Up the front Fabian Cancellara drove the pack on, as the pave pulvarised the peloton. With the bunch split into five chasing groups, Hesjedal pushed, kicking away from the riders that had survived the pave to remain in the breakaway, as behind him the remaining 190 riders charged onwards.

With Chevanal plagued by mechanical problems, Fabian Cancellara had the yellow jersey back in his sights, as the Frenchman suffered not one but two punctures, that saw him swap his bike twice. By sheer luck his team car was not far away on both occasions, as ASO had earlier changed the rules to stop mechanics being dropped on the route with waiting bikes that had not been scanned for the fabled motors, whose spectre was haunting the Tour following the accusations made against Tour of Flanders and Paris-Roubaix winner, Fabian Cancellara.

Cancellara's efforts to bring the charge forward were rewarded as he grabbed time back from the unfortunate Frenchman. The front section caught Hesjedal in the final 10km as the headed for a sprint finish that would certainly be contested. Hushovd, who had been so angered by the neutralisation of the stage 2 finish, had managed to survive up front, avoiding crashes and the pave that had troubled so many. Victorious in the sprint, he saw it as revenge for the result of the day before. Second over the line was Sky rider and former Junior Paris-Roubaix champion, Geraint Thomas, who was rewarded with the Young Riders Competition jersey, moving up to second place in the GC.

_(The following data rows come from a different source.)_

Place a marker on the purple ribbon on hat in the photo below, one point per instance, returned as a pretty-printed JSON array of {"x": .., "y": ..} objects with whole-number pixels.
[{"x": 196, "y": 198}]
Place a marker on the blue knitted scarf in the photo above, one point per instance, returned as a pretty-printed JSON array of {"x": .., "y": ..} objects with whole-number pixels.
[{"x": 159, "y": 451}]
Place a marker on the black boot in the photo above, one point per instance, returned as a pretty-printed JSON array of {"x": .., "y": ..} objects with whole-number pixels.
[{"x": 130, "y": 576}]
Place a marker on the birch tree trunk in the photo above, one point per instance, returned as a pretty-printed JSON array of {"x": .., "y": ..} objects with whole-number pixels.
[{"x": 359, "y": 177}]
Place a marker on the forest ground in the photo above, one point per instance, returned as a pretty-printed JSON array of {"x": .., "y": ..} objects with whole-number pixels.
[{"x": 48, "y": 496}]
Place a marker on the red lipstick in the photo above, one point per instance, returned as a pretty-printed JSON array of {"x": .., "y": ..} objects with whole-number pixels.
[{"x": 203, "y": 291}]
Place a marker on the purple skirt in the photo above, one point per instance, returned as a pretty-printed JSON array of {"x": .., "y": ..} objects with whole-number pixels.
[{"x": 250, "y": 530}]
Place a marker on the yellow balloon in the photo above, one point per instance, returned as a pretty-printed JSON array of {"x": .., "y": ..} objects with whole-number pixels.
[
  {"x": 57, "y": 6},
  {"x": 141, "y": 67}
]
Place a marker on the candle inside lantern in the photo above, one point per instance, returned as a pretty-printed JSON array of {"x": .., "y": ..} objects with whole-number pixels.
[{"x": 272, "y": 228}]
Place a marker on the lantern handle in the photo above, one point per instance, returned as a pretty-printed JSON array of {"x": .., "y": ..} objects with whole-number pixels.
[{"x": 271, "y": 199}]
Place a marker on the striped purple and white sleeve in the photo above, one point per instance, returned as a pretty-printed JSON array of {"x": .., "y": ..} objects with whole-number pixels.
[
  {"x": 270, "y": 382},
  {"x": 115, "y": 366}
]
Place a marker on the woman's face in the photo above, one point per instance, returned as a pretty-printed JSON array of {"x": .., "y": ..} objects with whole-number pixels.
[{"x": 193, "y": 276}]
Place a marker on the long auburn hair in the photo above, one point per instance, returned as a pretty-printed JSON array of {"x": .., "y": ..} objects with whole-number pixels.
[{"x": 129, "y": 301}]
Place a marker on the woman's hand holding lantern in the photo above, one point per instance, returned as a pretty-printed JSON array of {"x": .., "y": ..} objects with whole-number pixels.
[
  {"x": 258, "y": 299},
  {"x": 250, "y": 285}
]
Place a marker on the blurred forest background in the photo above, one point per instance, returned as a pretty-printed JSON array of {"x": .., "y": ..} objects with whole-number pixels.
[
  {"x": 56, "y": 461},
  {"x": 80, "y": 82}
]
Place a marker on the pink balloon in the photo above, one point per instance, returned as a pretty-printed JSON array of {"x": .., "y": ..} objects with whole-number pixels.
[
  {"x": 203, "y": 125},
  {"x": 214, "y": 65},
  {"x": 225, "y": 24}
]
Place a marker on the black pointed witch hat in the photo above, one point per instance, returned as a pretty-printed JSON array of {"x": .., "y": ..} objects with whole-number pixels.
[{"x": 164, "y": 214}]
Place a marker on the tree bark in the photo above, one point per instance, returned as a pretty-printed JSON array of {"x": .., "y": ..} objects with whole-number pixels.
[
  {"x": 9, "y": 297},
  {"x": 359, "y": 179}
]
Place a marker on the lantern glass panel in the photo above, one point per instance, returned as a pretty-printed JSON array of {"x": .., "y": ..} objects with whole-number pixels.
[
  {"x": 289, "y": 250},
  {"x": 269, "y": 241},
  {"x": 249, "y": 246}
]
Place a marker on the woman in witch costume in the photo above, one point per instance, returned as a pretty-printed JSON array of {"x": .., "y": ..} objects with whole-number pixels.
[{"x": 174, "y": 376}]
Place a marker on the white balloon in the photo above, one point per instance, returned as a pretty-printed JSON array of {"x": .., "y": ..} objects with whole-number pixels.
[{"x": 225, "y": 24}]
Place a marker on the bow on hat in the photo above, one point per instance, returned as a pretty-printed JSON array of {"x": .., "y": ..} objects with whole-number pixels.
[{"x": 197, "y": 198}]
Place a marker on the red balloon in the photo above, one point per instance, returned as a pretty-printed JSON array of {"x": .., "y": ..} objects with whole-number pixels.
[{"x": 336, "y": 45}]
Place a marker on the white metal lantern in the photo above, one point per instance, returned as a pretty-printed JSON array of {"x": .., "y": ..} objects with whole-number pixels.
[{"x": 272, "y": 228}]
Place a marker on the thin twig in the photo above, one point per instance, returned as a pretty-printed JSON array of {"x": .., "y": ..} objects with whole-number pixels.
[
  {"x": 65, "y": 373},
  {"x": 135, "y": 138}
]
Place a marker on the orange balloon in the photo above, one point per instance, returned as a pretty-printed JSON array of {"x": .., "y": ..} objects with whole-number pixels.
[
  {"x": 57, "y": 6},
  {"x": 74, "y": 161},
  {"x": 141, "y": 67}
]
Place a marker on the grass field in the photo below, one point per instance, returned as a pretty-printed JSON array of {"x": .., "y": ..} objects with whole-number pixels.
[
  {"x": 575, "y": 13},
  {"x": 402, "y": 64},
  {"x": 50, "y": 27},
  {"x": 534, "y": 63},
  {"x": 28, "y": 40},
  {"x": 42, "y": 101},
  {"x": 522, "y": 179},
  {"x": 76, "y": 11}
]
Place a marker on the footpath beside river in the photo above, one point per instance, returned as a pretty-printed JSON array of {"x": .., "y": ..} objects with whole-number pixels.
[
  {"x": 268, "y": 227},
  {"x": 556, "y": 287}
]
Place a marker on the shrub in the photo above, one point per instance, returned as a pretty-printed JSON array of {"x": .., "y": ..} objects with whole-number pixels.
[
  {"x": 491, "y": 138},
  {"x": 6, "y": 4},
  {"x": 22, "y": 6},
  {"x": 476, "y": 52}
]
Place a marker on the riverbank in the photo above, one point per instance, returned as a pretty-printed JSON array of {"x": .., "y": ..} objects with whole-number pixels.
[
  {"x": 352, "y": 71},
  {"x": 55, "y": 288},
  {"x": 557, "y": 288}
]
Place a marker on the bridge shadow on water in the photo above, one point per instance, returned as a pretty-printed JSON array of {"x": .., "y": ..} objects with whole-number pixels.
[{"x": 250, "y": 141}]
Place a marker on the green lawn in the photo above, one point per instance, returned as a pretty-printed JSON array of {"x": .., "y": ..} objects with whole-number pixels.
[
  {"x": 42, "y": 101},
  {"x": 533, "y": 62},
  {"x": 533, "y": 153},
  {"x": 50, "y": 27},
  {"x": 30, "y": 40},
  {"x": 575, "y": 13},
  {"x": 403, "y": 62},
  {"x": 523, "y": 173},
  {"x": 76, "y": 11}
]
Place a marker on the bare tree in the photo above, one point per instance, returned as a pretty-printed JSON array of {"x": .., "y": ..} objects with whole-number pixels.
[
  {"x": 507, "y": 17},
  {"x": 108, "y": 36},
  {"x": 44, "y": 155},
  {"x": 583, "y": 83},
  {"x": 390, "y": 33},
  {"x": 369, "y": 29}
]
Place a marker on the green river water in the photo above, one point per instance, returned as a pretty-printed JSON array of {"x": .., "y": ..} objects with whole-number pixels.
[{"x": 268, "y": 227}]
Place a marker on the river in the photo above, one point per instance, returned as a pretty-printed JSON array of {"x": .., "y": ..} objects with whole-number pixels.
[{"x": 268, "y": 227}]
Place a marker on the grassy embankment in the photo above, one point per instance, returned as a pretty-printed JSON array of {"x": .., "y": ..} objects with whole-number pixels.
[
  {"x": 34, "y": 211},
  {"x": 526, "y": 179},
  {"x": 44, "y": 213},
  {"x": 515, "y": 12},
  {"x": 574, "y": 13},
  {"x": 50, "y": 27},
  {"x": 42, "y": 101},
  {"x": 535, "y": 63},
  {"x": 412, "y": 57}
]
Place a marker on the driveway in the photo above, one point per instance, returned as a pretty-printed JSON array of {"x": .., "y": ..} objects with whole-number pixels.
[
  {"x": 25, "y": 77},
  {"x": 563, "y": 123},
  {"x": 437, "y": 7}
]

Chavenal may have lost the yellow jersey to Cancellara, but all was not lost for his team as Pinaeu retained the King of the Mountains polka dot jersey. Having lost out to Hushovd for the stage win, Hesjedal was rewarded with the accolade of Most Courageous rider.

Not everyone felt elation at the finish however. An insensed Jens Voigt voiced his anger at the inclusion of the roads infamously labelled the Hell of the North.
"..I see it with an angry eye. Back in the day, the first time they rode the Tourmalet, the Frenchman that won it, as he crossed the line, he said:"You murderers!" I want to take that quote and with all of that emotion and scream it again. Because of this reckless and dangerous game the oranisers have played with thre riders' health, I lost one of my best friends in bike racing due to a broken collarbone. You cant imagine how angry and pissed off I am over the decision to include this stage of the Tour" he said. "It was a daft decision to include this stage in the Tour. For months, we've said, people, this is too much of a spectacle, this is too dangerous, did they listen to us? No."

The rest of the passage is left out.